Echó la cabeza hacia atrás, clavando las uñas en los hombros del pelimorado. Al ser una adolescente y no haber tenido experiencia previa, su intimidad era un verdadero muro de carne hirviente que apretó el miembro de Mineta con una presión casi dolorosa, pero increíblemente placentera para los fetiches del enano.
Mineta comenzó un bombeo despiadado, rápido y ruidoso. El sonido de sus pelvis chocando con fuerza retumbaba en el pasillo de la verdulería, mientras Jiro saltaba sobre el suelo liso con cada embestida profunda que le tocaba el fondo del útero.
Inko y Rei, completamente exhaustas pero unidas por la misma red mental libidinosa, se arrastraron de rodillas hacia la pareja. Inko, con sus pechos maduros aún goteando sudor, se colocó detrás de Jiro, envolviendo el torso de la estudiante con sus brazos maternales para sostenerla y evitar que se deslizara por el suelo debido a la fuerza de Mineta. Al mismo tiempo, Rei se acomodó frente al rostro de Jiro, capturando sus labios en un beso húmedo y lascivo, pasándole su saliva fría mientras compartían los gemidos del clímax inminente.
—¡Mírate... te estás tragando al enano entero, Kyoka! —gimió Inko al oído de la chica, frotando su propio trasero manchado contra el suelo.

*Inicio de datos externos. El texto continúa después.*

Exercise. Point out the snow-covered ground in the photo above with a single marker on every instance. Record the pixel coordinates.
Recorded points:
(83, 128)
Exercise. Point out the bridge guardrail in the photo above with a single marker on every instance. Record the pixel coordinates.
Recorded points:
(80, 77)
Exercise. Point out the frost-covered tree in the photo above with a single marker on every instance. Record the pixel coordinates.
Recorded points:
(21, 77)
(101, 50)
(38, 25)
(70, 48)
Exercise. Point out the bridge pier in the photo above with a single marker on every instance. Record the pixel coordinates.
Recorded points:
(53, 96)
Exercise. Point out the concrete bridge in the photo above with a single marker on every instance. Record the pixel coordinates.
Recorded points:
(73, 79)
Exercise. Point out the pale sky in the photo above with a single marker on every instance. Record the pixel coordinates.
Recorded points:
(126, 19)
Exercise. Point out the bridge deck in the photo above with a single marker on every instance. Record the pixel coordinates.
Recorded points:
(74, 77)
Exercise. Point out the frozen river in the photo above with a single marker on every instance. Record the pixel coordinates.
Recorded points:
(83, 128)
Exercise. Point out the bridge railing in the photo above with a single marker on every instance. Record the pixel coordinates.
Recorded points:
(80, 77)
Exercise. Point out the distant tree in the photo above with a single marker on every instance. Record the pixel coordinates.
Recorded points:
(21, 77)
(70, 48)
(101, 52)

Jiro aumentó la potencia de sus *Earphone Jacks*, los cuales seguían conectados a las orejas de Mineta. La vibración sónica directa en el cerebro del pelimorado duplicó su testosterona; el enano comenzó a soltar lágrimas de puro éxtasis mientras aceleraba el ritmo a una velocidad inhumana, haciendo que el coño de Jiro destilara chorros de lubricante que salpicaban las losetas.

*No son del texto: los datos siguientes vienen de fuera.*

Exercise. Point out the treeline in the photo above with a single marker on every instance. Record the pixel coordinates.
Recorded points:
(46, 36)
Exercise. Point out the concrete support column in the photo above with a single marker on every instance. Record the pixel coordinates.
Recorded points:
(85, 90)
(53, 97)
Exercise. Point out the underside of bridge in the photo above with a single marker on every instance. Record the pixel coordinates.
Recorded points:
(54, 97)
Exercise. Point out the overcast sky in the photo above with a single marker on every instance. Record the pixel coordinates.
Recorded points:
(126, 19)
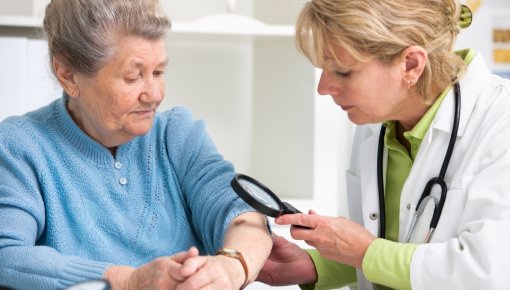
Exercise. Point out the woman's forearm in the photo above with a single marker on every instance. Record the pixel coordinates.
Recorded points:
(249, 234)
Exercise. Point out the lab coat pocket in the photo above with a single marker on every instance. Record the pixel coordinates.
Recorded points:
(354, 197)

—¡¡ME CORRO... MINETA, NOS CORREMOS CON TU MENTE ENFERMA... AHHHHG!! —chilló Jiro a través del beso con Rei, perdiendo el control por completo mientras sus paredes vaginales colapsaban en espasmos brutales que succionaron la verga del enano.
Mineta llegó a su clímax definitivo. Con tres estocadas salvajes que sepultaron su miembro hasta la base dentro de Jiro, el pelimorado soltó un chillido agudo de pura felicidad. Se tensó de pies a cabeza y se vino con una fuerza animal, disparando ráfagas espesas y ardientes de semen que inundaron por completo el interior de la rockera, desbordándose a borbotones entre sus muslos.
Los cuatro quedaron colapsados en un montón de carne exhausta, sudorosa y completamente empapada de fluidos en medio del pasillo desierto del supermercado, con las mentes clonadas vibrando en un silencio post-orgásmico absoluto.
Mineta quedó tirado boca arriba sobre el pecho de Jiro, con los ojos en blanco y la lengua afuera, respirando de manera entrecortada. El pasillo de la verdulería era un auténtico desastre: sábanas improvisadas de verduras aplastadas, fluidos corporales esparcidos por las losetas pulidas y el eco de los jadeos pesados de las tres mujeres que flotaba en el aire estancado del supermercado.
Su pequeño miembro se deslizó fuera de Jiro con un sonido sumamente húmedo y perezoso, quedando expuesto y humeante, cubierto de los jugos de la joven rockera. Sin embargo, la mente insaciable y retorcida de Mineta, que operaba al unísono en los cerebros de sus tres receptoras, no les permitió descansar por mucho tiempo.
Kyoka Jiro parpadeó, y la mirada de sumisión lasciva volvió a encenderse en sus ojos. Con un movimiento lento, usó sus cables de los oídos para darles un suave azote a las nalgas de Inko y Rei, quienes seguían recostadas a los lados.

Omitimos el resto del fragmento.